We're well equipped to maintain the framework ourselves in the event that a critical update is needed. Why would AngularJS need a critical update? Well, there are two primary reasons that might happen: 

1. A new, major vulnerability is discovered & disclosed.

2. AngularJS breaks.

The first scenario is possible, but not as exciting as it sounds because AngularJS is never actually used on the front-end of sites built with Oxygen. It is only used in the visual editor itself.

That means of the 5 known medium-level vulnerabilities (source) in AngularJS 1.8.2, 4 don't matter because AngularJS isn't exposed to website visitors, and 1 requires that you use the now-deprecated Internet Explorer browser.

And let's be honest. If you're still using Internet Explorer, there's nothing we can do to save your poor misguided soul at this point.

In order for AngularJS to break, one of the major web browsers would have to change something fundamental to the way JavaScript frameworks operate within them.

There's a good reason this doesn't happen very often, if ever: breaking stuff for a large percentage of the internet is just bad business.

Even so, if that does happen, we have a couple of options.

First, as mentioned previously, we can activate our elite squad of Software Engineers. This is the most likely route we would take if it ever became necessary, because whatever breaks is likely to be so minor it'll take a super quick patch to correct.

If that's not the best route, there are also companies like XLTS.dev and OpenLogic who specialize in offering long-term support & security updates for frameworks like AngularJS. We've already spoken to XLTS and can call them in if the need ever comes up.

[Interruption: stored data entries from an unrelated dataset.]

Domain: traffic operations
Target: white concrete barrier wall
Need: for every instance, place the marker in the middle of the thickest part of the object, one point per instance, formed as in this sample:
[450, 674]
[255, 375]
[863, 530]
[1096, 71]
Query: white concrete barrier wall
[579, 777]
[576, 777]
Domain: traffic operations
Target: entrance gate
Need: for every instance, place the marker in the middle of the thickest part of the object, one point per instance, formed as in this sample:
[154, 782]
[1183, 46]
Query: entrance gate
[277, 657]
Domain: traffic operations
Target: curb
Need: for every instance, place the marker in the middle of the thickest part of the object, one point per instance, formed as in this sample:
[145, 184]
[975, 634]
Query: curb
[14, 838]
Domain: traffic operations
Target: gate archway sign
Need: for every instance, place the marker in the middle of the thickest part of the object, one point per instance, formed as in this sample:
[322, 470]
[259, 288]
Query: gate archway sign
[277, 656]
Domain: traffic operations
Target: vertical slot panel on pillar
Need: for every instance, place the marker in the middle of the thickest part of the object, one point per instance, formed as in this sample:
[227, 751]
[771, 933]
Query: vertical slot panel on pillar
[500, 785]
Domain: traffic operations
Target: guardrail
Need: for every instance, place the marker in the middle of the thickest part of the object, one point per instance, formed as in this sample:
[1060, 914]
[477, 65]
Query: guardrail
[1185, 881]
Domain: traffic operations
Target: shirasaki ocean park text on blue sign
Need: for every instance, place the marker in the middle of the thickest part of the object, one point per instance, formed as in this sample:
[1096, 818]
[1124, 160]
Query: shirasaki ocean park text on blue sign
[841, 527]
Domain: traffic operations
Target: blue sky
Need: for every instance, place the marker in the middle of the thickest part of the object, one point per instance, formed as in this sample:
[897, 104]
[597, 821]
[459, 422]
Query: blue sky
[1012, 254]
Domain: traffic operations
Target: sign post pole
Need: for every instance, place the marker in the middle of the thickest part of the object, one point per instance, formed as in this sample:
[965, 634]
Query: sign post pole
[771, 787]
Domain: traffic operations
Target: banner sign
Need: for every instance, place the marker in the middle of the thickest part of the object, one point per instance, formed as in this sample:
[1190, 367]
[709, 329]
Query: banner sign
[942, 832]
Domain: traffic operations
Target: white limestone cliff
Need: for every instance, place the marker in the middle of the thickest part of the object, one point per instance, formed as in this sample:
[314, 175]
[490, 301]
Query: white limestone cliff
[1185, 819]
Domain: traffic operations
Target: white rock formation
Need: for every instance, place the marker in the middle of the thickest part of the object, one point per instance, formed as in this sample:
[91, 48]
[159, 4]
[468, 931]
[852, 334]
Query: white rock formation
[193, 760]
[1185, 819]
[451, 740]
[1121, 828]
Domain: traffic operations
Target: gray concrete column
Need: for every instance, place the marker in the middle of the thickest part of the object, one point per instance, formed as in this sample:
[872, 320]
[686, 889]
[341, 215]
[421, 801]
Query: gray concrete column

Not to mention that, because Oxygen doesn't use AngularJS on the front-end of your sites, a breakage related to AngularJS is almost guaranteed not to impact your visitors' experiences at all.

In this context, "legacy" simply means that Oxygen is battle-tested and has been around a long time, just like WordPress. 

Every mature, established product reaches this stage eventually.

And as far as we're concerned, Oxygen being a mature, established, stable, battle-tested product that continues to stand the test of time is a Good Thing ™, not something to be worried about.